Dominica Invests in New Strategies to Temper Its Warming Climate

  • by Desmond Brown (roseau, dominica)
  • Inter Press Service

But in recent times, Dominica, an island located between French the dependencies of Martinique and Guadeloupe in the Lesser Antilles, and more so its capital, Roseau, have been experiencing sweltering heat of 31 degrees Celsius or higher. Officials blame the temperatures on climate change and global warming.

'This is…probably one of the most obvious effects of climate change that we experience on a daily basis,' Kenneth Darroux, environment minister, told IPS.

'Gone are the days when people thought that climate change was just a figment of the imagination of a few mad scientists,' he said. 'We are actually starting to feel the effects now, and the science is proving correct.'

The island has seen a marked change in seasonal temperatures and rain cycles. Darroux said climate change is already costing Dominica millions of dollars annually in lost crops and disaster response.

The findings of a new report, to be released at the Rio+20 summit later in June, said Latin America and the Caribbean face annual damages in the order of 100 billion U.S. dollars by 2050 from diminishing agricultural yields, disappearing glaciers, flooding, droughts and other events triggered by a warming planet.

On the positive side, the cost of investments in adaptation to address these impacts is much smaller, in the order of one-tenth the physical damages, according to the study, jointly produced by the Inter-American Development Bank (IDB), the Economic Commission of Latin America and the Caribbean (ECLAC) and the World Wildlife Fund (WWF).

However, the study also notes that forceful reductions in global emissions of greenhouse gases are needed to avert some of the potentially catastrophic longer term consequences of climate change.

Harnessing funds

Countries would need to invest an additional 110 billion U.S. dollars per year over the next four decades to decrease per capita carbon emissions to levels consistent with global climate stabilisation goals, the report estimates.

Darroux said Dominica intends to cash in on some of the millions of dollars available to help countries deal with the climate change and its effects.

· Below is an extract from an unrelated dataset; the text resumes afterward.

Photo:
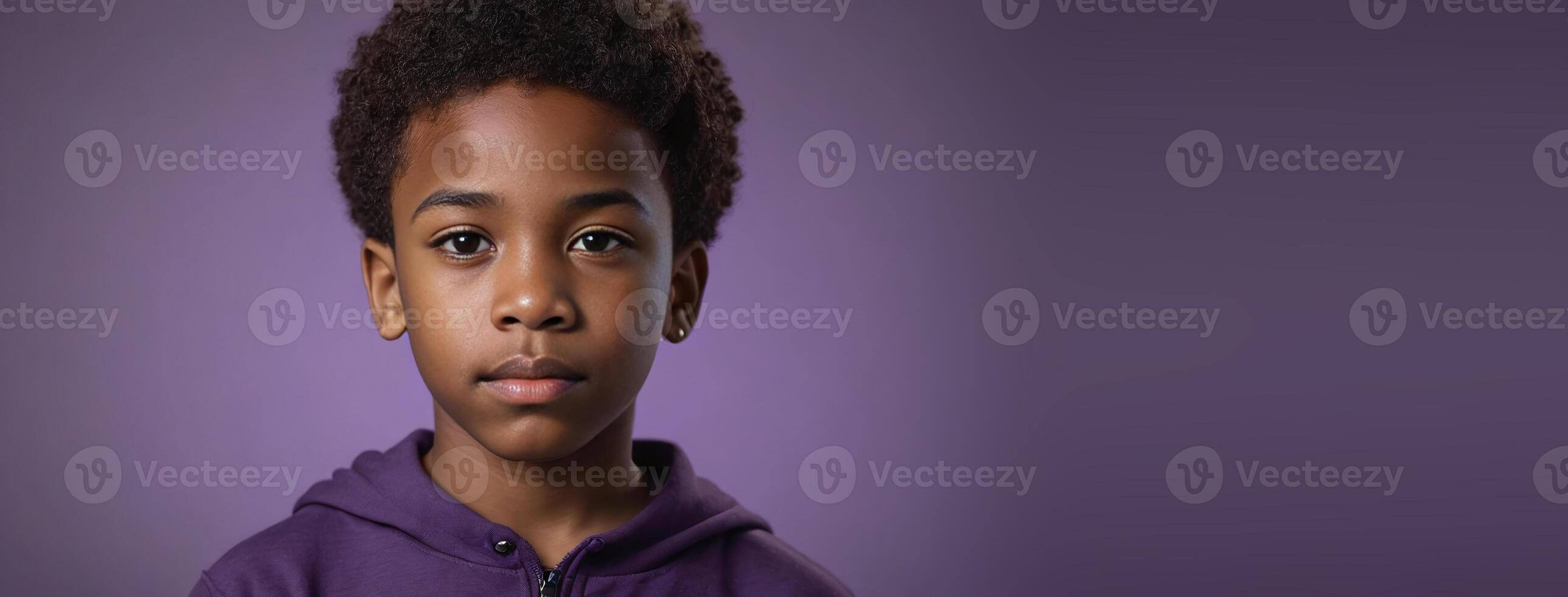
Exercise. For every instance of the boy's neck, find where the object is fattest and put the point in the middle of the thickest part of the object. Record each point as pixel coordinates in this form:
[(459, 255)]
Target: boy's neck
[(552, 514)]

He noted that once local officials became aware of the potentially devastating impact climate change could have on the environment and the large volume of funds potentially available to mitigate such devastation, the government moved swiftly to set up an Environment Ministry following General Elections in 2009.

In December 2011, Darroux announced that Dominica was in the process of formulating a Low-Carbon Climate-Resilient Development Strategy that he later explained took a two-pronged approach.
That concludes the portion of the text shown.